Table of Contents
Fetching ...

Revised Regularization for Efficient Continual Learning through Correlation-Based Parameter Update in Bayesian Neural Networks

Sanchar Palit, Biplab Banerjee, Subhasis Chaudhuri

TL;DR

A Bayesian neural network-based continual learning algorithm using Variational Inference, aiming to overcome several drawbacks of existing methods, and introduces a regularization term that specifically targets the dynamics and population of the mean and variance of the parameters.

Abstract

We propose a Bayesian neural network-based continual learning algorithm using Variational Inference, aiming to overcome several drawbacks of existing methods. Specifically, in continual learning scenarios, storing network parameters at each step to retain knowledge poses challenges. This is compounded by the crucial need to mitigate catastrophic forgetting, particularly given the limited access to past datasets, which complicates maintaining correspondence between network parameters and datasets across all sessions. Current methods using Variational Inference with KL divergence risk catastrophic forgetting during uncertain node updates and coupled disruptions in certain nodes. To address these challenges, we propose the following strategies. To reduce the storage of the dense layer parameters, we propose a parameter distribution learning method that significantly reduces the storage requirements. In the continual learning framework employing variational inference, our study introduces a regularization term that specifically targets the dynamics and population of the mean and variance of the parameters. This term aims to retain the benefits of KL divergence while addressing related challenges. To ensure proper correspondence between network parameters and the data, our method introduces an importance-weighted Evidence Lower Bound term to capture data and parameter correlations. This enables storage of common and distinctive parameter hyperspace bases. The proposed method partitions the parameter space into common and distinctive subspaces, with conditions for effective backward and forward knowledge transfer, elucidating the network-parameter dataset correspondence. The experimental results demonstrate the effectiveness of our method across diverse datasets and various combinations of sequential datasets, yielding superior performance compared to existing approaches.
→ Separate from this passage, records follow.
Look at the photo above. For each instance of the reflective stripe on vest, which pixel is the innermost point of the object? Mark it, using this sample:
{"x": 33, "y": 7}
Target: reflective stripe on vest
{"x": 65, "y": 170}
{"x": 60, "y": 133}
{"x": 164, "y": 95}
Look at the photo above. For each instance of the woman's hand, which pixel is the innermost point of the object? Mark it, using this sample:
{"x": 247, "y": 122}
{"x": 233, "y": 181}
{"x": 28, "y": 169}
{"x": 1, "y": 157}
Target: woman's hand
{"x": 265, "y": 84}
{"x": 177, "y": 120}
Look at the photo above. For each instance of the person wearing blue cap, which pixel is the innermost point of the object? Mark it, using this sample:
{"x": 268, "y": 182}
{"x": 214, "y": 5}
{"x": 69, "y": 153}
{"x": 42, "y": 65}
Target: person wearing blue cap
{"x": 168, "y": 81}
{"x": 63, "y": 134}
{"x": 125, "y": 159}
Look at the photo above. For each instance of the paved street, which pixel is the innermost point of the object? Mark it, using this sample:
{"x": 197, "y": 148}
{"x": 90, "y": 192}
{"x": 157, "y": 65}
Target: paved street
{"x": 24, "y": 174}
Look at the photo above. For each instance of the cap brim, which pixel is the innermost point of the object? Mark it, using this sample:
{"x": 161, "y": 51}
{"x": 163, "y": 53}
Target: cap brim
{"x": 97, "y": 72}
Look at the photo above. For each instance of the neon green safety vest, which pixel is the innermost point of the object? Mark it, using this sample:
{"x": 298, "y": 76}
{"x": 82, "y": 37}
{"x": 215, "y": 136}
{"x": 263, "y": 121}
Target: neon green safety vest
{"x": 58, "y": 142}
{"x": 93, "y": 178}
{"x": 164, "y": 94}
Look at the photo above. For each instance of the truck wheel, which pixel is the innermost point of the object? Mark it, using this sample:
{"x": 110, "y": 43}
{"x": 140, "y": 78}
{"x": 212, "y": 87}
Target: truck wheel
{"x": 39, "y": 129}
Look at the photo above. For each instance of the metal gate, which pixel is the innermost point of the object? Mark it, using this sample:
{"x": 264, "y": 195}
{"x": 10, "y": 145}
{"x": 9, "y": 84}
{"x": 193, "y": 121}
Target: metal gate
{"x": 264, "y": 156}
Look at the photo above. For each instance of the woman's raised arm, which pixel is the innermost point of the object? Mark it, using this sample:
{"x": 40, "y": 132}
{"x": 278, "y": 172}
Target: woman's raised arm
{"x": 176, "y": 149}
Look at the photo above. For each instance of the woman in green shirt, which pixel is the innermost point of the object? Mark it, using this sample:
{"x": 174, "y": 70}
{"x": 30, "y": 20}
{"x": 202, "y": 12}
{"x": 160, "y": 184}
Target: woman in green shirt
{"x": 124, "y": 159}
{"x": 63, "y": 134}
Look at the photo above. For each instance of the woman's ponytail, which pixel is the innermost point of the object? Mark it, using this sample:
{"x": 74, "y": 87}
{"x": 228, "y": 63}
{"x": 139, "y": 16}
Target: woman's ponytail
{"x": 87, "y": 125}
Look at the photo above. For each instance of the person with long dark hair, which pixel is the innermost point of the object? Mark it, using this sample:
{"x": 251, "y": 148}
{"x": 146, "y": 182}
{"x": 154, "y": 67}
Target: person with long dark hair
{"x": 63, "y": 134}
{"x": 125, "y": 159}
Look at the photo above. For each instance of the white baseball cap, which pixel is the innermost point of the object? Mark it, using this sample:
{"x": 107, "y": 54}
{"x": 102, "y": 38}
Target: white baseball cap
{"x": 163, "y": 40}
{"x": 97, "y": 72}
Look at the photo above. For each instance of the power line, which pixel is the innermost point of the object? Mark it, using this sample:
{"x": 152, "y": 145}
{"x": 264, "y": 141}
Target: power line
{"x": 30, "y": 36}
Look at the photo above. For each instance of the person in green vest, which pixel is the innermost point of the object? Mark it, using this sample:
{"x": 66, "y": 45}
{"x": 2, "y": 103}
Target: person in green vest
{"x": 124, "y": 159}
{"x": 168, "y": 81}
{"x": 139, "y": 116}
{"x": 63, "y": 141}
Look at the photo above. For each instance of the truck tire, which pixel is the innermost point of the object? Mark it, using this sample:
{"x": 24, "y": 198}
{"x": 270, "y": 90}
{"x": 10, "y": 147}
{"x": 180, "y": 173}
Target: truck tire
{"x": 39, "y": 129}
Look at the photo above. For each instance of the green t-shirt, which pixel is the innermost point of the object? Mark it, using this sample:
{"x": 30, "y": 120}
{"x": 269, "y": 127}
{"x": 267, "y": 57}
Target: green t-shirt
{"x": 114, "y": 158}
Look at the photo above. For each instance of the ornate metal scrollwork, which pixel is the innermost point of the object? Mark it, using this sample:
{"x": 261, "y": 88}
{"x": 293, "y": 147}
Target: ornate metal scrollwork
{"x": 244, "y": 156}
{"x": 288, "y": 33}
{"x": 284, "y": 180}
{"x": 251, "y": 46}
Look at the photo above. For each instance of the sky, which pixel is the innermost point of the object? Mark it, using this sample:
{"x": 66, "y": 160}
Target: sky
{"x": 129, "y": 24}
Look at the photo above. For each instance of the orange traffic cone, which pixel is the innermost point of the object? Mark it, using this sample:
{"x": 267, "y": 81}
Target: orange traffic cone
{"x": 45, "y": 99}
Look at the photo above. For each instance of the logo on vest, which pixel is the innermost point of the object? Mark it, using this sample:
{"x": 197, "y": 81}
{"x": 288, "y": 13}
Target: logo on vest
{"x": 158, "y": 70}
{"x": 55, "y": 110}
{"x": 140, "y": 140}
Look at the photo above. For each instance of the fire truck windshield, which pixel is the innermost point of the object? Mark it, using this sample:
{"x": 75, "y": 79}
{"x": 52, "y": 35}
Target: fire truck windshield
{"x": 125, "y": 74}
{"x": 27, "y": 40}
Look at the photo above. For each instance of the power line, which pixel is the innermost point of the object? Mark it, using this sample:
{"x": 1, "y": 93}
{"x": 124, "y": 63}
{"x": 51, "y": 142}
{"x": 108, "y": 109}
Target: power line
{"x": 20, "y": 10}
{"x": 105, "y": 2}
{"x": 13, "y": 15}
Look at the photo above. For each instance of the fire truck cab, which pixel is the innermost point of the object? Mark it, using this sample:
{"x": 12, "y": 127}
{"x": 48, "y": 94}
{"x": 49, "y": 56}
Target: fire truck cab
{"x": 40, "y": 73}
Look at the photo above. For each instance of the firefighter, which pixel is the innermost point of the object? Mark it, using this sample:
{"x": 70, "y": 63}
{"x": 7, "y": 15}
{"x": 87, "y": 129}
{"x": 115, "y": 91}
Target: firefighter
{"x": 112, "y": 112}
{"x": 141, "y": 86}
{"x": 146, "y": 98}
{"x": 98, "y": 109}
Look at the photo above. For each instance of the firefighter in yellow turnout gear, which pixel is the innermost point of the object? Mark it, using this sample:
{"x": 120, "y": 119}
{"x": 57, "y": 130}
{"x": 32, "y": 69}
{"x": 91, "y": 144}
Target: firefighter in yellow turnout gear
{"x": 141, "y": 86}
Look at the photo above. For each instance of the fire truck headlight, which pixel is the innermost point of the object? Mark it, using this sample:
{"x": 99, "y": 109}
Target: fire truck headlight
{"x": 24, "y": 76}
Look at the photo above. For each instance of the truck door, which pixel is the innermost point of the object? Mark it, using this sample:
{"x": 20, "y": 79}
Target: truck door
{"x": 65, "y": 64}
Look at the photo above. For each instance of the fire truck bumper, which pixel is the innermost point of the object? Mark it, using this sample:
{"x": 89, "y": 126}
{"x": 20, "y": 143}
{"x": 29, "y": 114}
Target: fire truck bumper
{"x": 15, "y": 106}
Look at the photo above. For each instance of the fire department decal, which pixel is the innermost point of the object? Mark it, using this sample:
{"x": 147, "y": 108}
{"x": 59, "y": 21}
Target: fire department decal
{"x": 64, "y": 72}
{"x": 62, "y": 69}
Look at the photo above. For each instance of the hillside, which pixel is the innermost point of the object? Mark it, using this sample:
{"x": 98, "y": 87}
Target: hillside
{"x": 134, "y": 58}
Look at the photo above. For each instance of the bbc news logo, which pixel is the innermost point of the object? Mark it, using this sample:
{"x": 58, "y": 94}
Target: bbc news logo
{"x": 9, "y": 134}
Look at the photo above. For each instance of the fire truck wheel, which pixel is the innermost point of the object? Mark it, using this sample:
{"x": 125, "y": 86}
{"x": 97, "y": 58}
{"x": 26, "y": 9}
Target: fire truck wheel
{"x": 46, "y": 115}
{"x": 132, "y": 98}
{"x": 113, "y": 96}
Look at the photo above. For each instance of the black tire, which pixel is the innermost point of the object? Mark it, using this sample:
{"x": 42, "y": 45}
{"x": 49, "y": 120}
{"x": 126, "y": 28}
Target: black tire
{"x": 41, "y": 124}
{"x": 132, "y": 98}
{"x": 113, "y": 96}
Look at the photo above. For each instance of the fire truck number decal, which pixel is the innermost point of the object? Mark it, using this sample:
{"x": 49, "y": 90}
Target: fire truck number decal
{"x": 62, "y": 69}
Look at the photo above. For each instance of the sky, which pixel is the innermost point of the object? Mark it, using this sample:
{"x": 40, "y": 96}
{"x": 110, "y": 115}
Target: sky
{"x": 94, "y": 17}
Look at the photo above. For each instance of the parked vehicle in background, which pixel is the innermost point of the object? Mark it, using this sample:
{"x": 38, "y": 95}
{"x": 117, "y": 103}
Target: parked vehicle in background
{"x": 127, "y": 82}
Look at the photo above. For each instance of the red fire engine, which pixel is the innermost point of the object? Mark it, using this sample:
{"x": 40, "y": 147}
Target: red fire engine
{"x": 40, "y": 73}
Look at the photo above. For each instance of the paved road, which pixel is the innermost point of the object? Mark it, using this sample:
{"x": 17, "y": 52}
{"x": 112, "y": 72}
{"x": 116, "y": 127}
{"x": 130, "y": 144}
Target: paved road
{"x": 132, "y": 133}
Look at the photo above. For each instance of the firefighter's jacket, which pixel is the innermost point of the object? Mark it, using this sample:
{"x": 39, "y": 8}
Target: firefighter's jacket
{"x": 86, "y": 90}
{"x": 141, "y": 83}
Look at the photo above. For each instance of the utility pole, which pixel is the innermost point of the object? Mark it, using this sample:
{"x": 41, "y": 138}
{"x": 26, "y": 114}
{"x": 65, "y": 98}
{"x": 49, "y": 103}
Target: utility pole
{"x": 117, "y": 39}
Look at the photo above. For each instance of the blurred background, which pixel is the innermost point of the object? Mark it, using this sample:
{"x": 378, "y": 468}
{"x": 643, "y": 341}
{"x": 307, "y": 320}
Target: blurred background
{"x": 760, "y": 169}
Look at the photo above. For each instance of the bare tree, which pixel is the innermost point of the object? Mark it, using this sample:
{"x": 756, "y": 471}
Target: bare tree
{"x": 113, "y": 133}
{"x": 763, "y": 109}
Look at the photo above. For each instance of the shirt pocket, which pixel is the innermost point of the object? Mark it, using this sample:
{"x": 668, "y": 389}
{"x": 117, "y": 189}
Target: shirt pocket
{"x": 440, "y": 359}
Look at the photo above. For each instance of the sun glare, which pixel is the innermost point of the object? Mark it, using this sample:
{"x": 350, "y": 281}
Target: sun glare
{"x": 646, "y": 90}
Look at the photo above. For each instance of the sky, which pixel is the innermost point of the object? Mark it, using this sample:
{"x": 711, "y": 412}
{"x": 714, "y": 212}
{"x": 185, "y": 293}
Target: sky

Revised Regularization for Efficient Continual Learning through Correlation-Based Parameter Update in Bayesian Neural Networks

TL;DR

A Bayesian neural network-based continual learning algorithm using Variational Inference, aiming to overcome several drawbacks of existing methods, and introduces a regularization term that specifically targets the dynamics and population of the mean and variance of the parameters.

Abstract

We propose a Bayesian neural network-based continual learning algorithm using Variational Inference, aiming to overcome several drawbacks of existing methods. Specifically, in continual learning scenarios, storing network parameters at each step to retain knowledge poses challenges. This is compounded by the crucial need to mitigate catastrophic forgetting, particularly given the limited access to past datasets, which complicates maintaining correspondence between network parameters and datasets across all sessions. Current methods using Variational Inference with KL divergence risk catastrophic forgetting during uncertain node updates and coupled disruptions in certain nodes. To address these challenges, we propose the following strategies. To reduce the storage of the dense layer parameters, we propose a parameter distribution learning method that significantly reduces the storage requirements. In the continual learning framework employing variational inference, our study introduces a regularization term that specifically targets the dynamics and population of the mean and variance of the parameters. This term aims to retain the benefits of KL divergence while addressing related challenges. To ensure proper correspondence between network parameters and the data, our method introduces an importance-weighted Evidence Lower Bound term to capture data and parameter correlations. This enables storage of common and distinctive parameter hyperspace bases. The proposed method partitions the parameter space into common and distinctive subspaces, with conditions for effective backward and forward knowledge transfer, elucidating the network-parameter dataset correspondence. The experimental results demonstrate the effectiveness of our method across diverse datasets and various combinations of sequential datasets, yielding superior performance compared to existing approaches.

Paper Structure

This paper contains 11 sections, 13 equations, 5 figures, 2 tables.

Figures (5)

  • Figure 1: (a) Efficient parameter updating for a convolutional neural network involves updating the model parameters with the revised loss function. (b)Efficient parameter updating for a convolutional neural network involves updating the model parameters with the revised loss function. Following this, the basis for the differentiated subspace is determined using SVD on the representation matrix. Upon establishing correspondence, this basis is then shifted to the common subspace.
  • Figure 2: Illustration of backward knowledge transfer. (a) parameters at the beginning (b) parameters after training on task 1 (c) parameters after training on task 2. The parameters that exhibited uncertainty after task 1 and were subsequently learned during task 2 contribute to the model's ability to approach a closer alignment between the log evidence curve and its surrogate.
  • Figure 3: Sigma at different convolutional layers for CIFAR100. (a) layers 1,2 (b) layers 3,4 (c) layers 5,6. Best viewed when zoomed in.
  • Figure 4: Drift of means of weight parameters while training across 10 sessions on CIFAR 100 for the first bayesian convolutional layer using GTM. We have flattened the vectors into one dimensional victors while visualization. Here, it is crucial to note that in each session, a new category is incorporated, representing the parameters associated with that session. Best viewed when zoomed in.
  • Figure 5: Drift of means of weight parameters while training split MNIST across 5 sessions at dense layer $(\mathbb{R}^{m \times k})$ using GTM. This same pattern is followed by all the 1800 tensors $(\mathbb{R}^{m})$ of size 256 $(\mathbb{R}^{k})$.